Cidades-fantasma da China: Causas do Abandono

Se você leu o título desse artigo e logo pensou em assombrações, não se preocupe, as cidades-fantasma da China não são mal-assombradas. Mas alguns fatores contribuíram para que determinados municípios chineses pareçam sempre vazios. Quer saber por que e como? Leia mais abaixo sobre algumas dessas cidades!

 

A maior das Cidades-Fantasma da China

cidades-fantasma da China
Ordos é a maior das cidades-fantasma da China

 

A migração para os grandes centros e o forte desenvolvimento urbano das últimas décadas criaram cidades muito maiores do que suas respectivas populações, fazendo com que elas pareçam sempre vazias. A cidade de Ordos, por exemplo, considerada a maior cidade fantasma do mundo, possui apenas 1,9 milhão de habitantes. Pode parecer muito em um primeiro momento, mas não se você considerar que sua área é aproximadamente a mesma de todo o estado de Santa Catarina na região Sul do Brasil.
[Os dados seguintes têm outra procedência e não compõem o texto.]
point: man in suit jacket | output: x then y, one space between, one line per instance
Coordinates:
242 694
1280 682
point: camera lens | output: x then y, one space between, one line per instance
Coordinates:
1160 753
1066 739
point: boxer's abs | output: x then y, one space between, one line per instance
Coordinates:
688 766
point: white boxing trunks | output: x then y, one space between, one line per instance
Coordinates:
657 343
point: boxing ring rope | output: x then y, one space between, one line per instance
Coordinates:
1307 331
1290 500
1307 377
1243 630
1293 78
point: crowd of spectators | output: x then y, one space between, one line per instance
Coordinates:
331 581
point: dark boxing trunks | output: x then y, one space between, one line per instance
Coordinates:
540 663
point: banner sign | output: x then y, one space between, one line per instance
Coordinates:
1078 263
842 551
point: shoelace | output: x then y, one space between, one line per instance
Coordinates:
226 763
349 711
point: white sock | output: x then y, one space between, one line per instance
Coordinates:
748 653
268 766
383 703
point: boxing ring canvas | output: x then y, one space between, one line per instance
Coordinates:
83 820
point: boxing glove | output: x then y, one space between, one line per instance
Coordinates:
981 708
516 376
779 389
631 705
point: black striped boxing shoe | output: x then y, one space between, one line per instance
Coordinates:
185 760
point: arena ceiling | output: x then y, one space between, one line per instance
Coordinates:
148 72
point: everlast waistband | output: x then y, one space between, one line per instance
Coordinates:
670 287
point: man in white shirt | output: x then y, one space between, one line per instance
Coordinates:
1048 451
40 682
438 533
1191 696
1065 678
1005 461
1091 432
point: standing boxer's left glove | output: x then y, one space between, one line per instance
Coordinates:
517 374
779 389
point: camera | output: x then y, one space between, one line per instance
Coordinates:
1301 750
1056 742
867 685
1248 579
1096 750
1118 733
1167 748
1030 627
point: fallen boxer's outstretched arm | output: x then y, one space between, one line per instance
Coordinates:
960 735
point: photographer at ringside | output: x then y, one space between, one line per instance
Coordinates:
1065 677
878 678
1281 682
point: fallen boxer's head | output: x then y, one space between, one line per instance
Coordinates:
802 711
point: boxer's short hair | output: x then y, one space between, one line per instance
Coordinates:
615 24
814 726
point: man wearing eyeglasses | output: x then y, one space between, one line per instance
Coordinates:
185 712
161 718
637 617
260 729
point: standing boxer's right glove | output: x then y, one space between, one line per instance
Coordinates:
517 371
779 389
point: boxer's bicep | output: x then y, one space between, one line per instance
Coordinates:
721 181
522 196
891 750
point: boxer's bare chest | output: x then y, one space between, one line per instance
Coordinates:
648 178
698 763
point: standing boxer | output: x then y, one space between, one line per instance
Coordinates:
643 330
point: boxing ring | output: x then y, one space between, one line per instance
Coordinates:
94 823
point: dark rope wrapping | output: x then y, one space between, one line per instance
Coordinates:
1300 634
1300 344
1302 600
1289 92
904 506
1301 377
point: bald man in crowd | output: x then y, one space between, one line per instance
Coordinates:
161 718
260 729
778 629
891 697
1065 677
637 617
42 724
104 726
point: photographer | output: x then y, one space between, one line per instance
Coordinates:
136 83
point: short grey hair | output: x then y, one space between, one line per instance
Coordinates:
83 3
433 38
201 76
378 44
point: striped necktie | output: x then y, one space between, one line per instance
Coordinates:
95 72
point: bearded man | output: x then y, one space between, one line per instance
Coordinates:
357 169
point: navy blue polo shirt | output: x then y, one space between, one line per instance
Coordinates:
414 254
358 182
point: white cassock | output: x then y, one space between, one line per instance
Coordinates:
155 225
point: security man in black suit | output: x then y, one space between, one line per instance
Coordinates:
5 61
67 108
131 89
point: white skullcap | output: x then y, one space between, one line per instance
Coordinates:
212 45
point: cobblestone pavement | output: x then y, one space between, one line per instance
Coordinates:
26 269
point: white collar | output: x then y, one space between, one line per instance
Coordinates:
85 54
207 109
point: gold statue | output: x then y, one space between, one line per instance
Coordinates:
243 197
Em 2003, representantes governamentais de Ordos decidiram planejar um novo distrito domiciliar, batizado de Kangabashi, capaz de abrigar 1 milhão de pessoas. Graças a um investimento financeiro de US$ 161 bilhões em 2010, a “Dubai do Norte da China”, como o empreendimento ficou conhecido, saiu do papel com suporte para 300 mil indivíduos. Entretanto, o local só possui de 20 a 30 mil residentes.

 

Cidades-fantasma da China
Cidade fantasma de Ordos vista de cima

 

Ordos não se tornou uma cidade fantasma devido a problemas financeiros, mas sim porque o governo não consegue convencer as pessoas para se mudarem para lá. Todavia, mesmo estando quase deserta, ela possui a segunda maior renda per-capita da China, perdendo apenas para a gigante Shanghai.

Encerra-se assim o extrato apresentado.